In condemining the bombing, Syrian Information Minister Omran al-Zoubi said that “such terrorist acts are condemned and unjustifiable wherever they happen,” according to a statement carried by the official Syrian Arab News Agency, or SANA.

Hezbollah did not apportion blame. A statement by the movement hailed Hassan as a “martyr” and called for a full investigation.

The 1975-90 Lebanese civil war drew Syrian troops into Lebanon — first as peacekeepers, then as participants and occupiers — until the 2005 assassination of Hariri forced them to depart amid widespread allegations that Damascus was responsible for his death.

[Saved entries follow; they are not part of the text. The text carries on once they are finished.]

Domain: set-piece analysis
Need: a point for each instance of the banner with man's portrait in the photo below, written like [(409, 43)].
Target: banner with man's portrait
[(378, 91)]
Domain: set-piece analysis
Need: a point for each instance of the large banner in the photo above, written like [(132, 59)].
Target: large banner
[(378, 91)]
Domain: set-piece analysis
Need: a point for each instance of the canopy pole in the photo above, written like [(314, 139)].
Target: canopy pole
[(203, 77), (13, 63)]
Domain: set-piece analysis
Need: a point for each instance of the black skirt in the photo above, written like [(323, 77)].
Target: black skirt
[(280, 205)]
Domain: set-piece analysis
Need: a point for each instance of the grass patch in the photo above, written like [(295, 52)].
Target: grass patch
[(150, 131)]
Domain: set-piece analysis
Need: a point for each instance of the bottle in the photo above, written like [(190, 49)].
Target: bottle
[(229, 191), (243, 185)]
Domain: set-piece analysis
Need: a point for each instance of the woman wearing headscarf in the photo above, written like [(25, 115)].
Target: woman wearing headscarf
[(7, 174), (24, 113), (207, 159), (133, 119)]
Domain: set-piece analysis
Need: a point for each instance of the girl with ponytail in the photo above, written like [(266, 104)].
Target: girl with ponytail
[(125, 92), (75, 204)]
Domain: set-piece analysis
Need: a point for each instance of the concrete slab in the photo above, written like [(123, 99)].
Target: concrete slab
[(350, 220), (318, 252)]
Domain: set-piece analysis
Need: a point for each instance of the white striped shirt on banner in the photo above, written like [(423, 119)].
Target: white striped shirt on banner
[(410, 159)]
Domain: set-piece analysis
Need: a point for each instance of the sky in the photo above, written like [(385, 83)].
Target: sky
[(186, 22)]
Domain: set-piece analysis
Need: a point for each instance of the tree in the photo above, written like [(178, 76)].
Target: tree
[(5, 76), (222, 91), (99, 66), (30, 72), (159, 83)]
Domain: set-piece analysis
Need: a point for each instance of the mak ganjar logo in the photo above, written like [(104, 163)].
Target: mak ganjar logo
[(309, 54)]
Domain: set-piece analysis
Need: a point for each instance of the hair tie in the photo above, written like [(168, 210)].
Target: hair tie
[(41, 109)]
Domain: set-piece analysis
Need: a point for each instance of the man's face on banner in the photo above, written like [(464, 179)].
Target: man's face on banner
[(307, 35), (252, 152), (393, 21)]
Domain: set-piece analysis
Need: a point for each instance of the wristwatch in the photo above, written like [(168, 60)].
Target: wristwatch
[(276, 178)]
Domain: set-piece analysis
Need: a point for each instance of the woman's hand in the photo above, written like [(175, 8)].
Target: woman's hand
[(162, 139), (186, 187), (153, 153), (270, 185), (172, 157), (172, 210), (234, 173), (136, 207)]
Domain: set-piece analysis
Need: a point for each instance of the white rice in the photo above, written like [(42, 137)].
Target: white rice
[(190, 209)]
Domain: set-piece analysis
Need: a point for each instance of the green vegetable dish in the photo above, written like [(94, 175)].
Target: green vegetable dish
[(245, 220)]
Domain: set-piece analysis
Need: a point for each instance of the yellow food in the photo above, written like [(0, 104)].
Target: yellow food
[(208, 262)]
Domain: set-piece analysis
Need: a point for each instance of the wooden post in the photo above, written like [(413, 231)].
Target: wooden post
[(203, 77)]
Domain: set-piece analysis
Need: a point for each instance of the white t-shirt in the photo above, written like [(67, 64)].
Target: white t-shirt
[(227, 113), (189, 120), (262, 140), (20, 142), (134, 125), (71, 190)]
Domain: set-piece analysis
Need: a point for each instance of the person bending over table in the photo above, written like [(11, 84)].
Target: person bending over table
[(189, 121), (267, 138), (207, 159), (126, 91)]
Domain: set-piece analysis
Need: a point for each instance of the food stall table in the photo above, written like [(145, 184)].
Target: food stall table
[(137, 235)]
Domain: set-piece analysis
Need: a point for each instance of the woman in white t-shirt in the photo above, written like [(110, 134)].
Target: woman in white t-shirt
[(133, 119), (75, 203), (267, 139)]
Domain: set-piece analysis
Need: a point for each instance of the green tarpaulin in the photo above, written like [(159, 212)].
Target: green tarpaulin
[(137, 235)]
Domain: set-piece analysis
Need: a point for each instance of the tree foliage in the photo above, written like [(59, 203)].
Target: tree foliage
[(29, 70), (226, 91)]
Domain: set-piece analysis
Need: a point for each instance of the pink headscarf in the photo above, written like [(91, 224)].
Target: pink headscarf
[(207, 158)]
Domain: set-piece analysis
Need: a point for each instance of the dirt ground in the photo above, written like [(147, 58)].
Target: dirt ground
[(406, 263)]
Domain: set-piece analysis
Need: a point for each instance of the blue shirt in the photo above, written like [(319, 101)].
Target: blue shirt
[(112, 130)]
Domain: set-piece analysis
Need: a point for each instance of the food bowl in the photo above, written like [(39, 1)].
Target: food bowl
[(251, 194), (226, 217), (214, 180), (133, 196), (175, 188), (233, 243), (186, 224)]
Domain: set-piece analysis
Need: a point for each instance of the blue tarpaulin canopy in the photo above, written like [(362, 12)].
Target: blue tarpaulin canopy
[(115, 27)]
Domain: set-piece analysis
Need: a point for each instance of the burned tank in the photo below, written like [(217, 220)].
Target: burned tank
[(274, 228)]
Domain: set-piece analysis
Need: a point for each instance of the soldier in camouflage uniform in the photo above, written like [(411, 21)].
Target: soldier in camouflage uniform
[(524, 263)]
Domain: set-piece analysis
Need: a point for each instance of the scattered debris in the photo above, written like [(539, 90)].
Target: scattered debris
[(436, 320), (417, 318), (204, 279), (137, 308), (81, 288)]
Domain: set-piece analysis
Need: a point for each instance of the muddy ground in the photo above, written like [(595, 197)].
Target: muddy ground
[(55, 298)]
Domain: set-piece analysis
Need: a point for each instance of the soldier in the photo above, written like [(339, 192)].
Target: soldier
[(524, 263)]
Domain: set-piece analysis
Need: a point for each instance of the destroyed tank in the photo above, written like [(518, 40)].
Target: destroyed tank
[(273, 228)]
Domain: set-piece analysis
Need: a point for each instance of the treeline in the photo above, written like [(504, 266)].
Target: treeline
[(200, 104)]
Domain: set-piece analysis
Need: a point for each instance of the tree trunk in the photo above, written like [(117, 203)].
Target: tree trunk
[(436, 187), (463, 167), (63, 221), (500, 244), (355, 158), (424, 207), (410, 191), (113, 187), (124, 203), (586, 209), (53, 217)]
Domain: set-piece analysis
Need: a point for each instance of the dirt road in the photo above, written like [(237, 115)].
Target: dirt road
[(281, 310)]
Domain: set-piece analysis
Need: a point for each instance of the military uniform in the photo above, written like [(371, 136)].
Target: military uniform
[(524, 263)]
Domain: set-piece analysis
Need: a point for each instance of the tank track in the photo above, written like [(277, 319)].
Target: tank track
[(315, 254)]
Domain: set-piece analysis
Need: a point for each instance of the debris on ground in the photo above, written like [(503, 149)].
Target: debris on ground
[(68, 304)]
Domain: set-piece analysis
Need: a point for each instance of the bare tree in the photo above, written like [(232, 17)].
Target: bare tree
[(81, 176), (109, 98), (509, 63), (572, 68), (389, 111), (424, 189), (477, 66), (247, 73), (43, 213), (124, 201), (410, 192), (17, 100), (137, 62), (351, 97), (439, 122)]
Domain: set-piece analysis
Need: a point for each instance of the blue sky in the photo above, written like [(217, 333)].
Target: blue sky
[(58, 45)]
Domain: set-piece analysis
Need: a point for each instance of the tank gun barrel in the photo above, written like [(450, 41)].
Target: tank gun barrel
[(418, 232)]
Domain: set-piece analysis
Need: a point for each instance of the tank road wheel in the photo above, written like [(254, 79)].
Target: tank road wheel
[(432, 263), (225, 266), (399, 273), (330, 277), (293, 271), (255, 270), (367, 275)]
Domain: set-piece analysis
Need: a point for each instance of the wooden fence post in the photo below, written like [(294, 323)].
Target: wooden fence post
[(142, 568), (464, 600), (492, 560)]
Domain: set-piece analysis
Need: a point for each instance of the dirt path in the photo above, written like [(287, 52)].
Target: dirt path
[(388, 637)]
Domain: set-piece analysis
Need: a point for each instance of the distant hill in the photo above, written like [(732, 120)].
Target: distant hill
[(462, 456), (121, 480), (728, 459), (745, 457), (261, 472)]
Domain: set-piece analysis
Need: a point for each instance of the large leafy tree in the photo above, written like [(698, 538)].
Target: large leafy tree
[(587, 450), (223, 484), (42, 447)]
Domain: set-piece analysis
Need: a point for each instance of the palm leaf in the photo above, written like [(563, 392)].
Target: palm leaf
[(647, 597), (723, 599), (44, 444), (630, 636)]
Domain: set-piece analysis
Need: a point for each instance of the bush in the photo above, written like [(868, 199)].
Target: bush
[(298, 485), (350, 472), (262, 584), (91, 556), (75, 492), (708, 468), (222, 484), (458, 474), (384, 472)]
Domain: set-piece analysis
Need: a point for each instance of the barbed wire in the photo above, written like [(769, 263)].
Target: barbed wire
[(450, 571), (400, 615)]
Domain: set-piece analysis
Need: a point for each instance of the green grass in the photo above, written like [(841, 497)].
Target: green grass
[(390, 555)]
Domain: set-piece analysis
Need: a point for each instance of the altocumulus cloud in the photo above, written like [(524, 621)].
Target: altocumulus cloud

The latest bombing coincided with mounting evidence that both Hezbollah and the Hariri faction are being drawn more deeply into the Syrian conflict. The recent death of a senior Hezbollah commander while performing what a Hezbollah Web site called “his jihadist duty” caused a stir across Lebanon, seemingly affirming allegations by the Syrian rebels and the U.S. government that Hezbollah is dispatching fighters to aid Assad’s efforts to crush the revolt against his rule.

Meanwhile, numerous press reports have identified Oqab Saqr, a member of parliament from Saad Hariri’s movement, as a major supplier of arms to Syrian rebels. Hariri said in a statement on the eve of the bombing that Saqr had been assigned to act as a special envoy to the Syrians fighting Assad’s rule.

Apart from a few skirmishes, however, the tensions in Lebanon have until now been contained amid many indications that Hezbollah is determined to prevent a crisis that could jeopardize its hold over the country. The collapse of the Syrian government, on which Hezbollah has traditionally relied for political, logistical and military support, would isolate the movement from its chief ally, Iran, and most likely embolden Lebanon’s Sunnis to challenge its control.

A number of recent failed or thwarted assassination attempts targeting anti-Syrian politicians have kept the country on edge, however. In one instance, a sniper’s bullet missed by inches the Christian leader Samir Geagea at his mountaintop home. In another, explosives were discovered in an elevator used by a prominent lawmaker from Hariri’s movement.

Friday’s blast in east Beirut gouged a deep crater and blew cars into pieces that landed blocks away, said George Azzi, who lives nearby and ran outside into crowds of screaming people, smoke and debris. “I’m worried that we’ll return to the events of the past, with random explosions all around town,” he said, expressing widespread concern that the blast may signal the start of a bombing campaign.